Wednesday, May 26, 2004

emo

I'm feeling pretty down today. Everything's coming to my mind. All the bad things I mean. I can't stop thinking about Toni's dad, and how Toni must be feeling right now. It's awfull. Good people shouldn't be allowed to die. I can't get used to the idea... I just can't. I bet he doesn't either. Shit. It's too bad to be true..

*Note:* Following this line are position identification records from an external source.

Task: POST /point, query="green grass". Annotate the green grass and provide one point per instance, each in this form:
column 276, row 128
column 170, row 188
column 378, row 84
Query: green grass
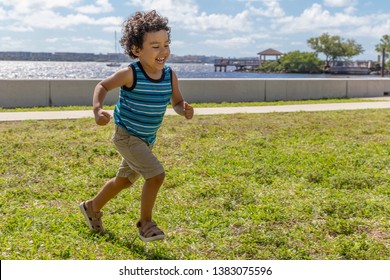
column 246, row 186
column 202, row 105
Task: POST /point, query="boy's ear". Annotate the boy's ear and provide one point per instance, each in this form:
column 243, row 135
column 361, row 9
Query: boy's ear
column 135, row 50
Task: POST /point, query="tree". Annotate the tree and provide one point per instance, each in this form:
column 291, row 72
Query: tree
column 384, row 44
column 335, row 47
column 294, row 62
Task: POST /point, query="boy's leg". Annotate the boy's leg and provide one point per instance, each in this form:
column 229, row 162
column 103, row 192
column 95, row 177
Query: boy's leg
column 149, row 195
column 91, row 208
column 148, row 230
column 109, row 191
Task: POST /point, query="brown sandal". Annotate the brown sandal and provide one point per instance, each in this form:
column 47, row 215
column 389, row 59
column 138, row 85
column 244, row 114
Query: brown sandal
column 94, row 219
column 150, row 232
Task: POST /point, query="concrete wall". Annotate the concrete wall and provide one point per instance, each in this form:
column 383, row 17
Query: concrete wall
column 31, row 93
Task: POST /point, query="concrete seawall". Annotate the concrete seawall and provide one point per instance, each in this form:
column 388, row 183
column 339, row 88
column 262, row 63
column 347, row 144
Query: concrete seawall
column 32, row 93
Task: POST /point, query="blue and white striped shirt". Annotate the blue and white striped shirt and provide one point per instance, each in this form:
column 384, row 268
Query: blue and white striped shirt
column 140, row 109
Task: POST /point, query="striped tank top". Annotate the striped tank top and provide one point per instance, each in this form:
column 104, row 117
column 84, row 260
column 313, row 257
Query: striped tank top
column 140, row 109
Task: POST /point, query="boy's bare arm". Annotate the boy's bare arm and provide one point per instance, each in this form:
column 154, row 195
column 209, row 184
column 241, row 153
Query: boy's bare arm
column 120, row 78
column 180, row 106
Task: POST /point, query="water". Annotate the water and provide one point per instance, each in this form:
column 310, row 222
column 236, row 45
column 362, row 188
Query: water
column 99, row 70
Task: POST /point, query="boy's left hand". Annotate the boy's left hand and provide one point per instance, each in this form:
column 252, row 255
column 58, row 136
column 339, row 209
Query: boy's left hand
column 188, row 111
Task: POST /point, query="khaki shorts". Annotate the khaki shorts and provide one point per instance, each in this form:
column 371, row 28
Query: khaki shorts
column 137, row 157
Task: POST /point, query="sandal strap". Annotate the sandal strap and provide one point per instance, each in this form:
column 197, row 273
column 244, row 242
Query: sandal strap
column 150, row 229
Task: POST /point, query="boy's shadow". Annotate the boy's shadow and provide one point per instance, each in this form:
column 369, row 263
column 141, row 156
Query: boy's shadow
column 147, row 251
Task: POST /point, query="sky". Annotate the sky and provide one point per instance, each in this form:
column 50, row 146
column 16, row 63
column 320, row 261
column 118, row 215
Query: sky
column 227, row 28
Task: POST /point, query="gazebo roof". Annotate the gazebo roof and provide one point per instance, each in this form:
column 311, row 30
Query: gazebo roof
column 270, row 52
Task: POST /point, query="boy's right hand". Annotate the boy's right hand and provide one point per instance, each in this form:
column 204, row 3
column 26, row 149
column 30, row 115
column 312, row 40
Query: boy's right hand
column 102, row 117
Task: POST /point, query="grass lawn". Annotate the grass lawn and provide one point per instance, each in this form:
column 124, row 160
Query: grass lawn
column 248, row 186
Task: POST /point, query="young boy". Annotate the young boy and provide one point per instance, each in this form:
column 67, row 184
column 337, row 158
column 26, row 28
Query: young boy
column 146, row 87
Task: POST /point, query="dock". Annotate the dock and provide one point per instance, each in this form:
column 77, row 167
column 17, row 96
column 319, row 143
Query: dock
column 240, row 64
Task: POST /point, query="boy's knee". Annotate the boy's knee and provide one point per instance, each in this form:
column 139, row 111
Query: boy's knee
column 122, row 182
column 158, row 179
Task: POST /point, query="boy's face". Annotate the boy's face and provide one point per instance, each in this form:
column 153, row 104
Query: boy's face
column 155, row 50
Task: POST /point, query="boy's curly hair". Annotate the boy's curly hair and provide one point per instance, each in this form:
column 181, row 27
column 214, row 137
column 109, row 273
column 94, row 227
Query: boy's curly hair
column 135, row 27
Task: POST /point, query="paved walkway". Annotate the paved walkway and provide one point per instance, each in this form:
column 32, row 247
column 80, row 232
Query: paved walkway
column 384, row 103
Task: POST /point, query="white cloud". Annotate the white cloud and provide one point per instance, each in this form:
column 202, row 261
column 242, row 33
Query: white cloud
column 316, row 19
column 185, row 13
column 26, row 15
column 272, row 9
column 231, row 43
column 27, row 6
column 102, row 6
column 339, row 3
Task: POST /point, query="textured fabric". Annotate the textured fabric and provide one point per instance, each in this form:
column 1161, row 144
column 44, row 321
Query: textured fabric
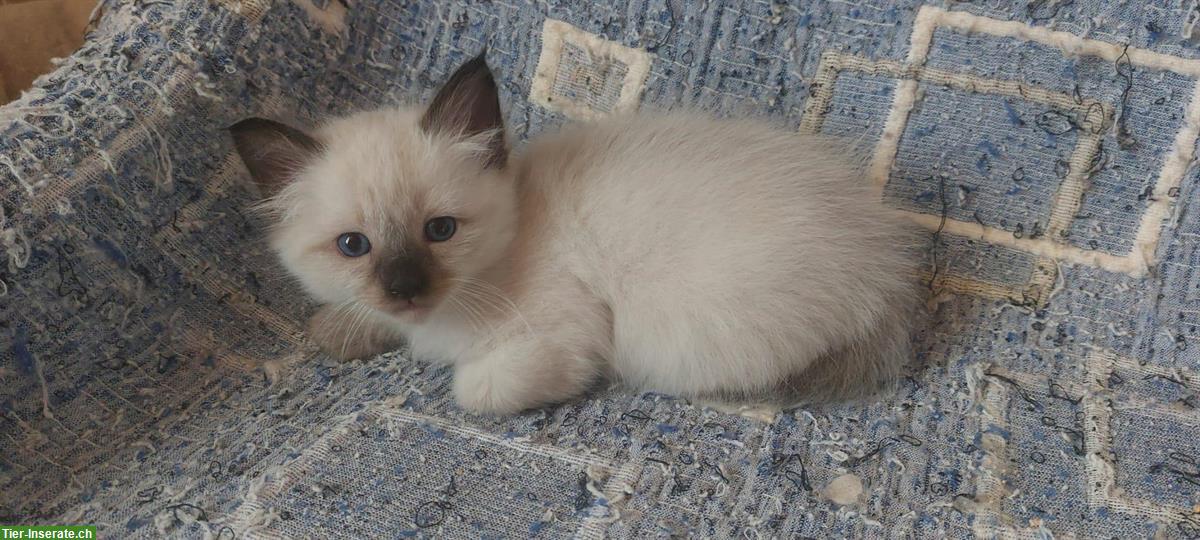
column 155, row 378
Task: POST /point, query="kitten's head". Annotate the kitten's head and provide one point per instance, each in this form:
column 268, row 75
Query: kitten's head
column 390, row 209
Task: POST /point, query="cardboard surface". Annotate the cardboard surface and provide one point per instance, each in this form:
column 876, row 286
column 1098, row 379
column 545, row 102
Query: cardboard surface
column 34, row 31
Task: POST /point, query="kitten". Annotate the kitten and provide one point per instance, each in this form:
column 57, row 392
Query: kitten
column 673, row 252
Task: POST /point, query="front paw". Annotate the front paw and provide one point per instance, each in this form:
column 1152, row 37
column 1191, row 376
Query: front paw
column 342, row 337
column 486, row 388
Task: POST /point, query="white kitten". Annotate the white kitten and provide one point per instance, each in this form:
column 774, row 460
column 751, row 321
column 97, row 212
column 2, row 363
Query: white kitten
column 673, row 252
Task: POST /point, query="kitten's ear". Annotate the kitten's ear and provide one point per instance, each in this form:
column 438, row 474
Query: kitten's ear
column 469, row 105
column 273, row 151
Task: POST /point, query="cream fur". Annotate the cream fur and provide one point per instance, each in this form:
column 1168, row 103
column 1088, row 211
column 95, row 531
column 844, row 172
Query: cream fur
column 675, row 252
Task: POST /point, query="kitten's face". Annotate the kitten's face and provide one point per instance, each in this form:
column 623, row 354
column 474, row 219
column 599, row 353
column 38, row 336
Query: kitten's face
column 390, row 209
column 393, row 217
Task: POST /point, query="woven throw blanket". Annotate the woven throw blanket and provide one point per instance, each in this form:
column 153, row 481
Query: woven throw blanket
column 155, row 379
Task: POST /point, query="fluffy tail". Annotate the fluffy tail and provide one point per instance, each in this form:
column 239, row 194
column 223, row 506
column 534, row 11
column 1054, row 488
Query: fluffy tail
column 858, row 370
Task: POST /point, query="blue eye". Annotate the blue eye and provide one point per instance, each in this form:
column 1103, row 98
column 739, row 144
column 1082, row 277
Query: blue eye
column 353, row 244
column 439, row 229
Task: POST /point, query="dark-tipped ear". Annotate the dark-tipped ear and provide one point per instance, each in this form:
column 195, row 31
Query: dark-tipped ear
column 273, row 151
column 469, row 105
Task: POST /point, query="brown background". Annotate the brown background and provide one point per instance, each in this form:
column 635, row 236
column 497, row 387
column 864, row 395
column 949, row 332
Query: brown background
column 34, row 31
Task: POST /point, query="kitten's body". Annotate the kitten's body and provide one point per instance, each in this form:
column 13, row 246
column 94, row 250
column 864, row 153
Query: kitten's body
column 675, row 252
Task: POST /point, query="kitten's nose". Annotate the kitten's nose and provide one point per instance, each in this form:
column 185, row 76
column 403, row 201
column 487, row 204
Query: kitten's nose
column 406, row 279
column 406, row 287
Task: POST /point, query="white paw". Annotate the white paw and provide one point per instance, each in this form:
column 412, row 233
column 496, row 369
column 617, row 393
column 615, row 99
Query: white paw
column 483, row 387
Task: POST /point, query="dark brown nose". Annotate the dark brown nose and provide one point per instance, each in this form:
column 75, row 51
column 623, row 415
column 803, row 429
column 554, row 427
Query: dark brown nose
column 405, row 277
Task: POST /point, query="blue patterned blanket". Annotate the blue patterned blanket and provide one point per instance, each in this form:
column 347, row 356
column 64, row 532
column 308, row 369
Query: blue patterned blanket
column 155, row 379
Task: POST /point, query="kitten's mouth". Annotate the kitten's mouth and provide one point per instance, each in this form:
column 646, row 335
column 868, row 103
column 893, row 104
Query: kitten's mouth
column 408, row 309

And it's not only that what I have in mind... I'm nostalgic too. Do you still remember all the good times we had last June? I do, babe. It seemed we'd be best friends forever. It turned out not to be so. I wish I could go back in time even tho that wouldn't change a thing of how're things going now.
I don't know what could've happened. It all simply changed. One day I woke up and you weren't there to make me laugh. Too unexpected to understand.
I'll just keep acting normal, I'll keep being myself. I won't let you know I'm forever changed for what we once had. And don't get me wrong, all we had was the best of friendships. Despite what people may think, despite what you may think. Too bad it didn't last. Too bad it's probably not to ever come back. I'll be here tho, not waiting, but here.

Do you think I should stop listening to The Early November? That might be what's making me sooo emo. It might be cause I'm emo why I'm listening to it. Stupid relativity. You never know which way things go...

Why is it that it hurts so much?? Why can't it go away??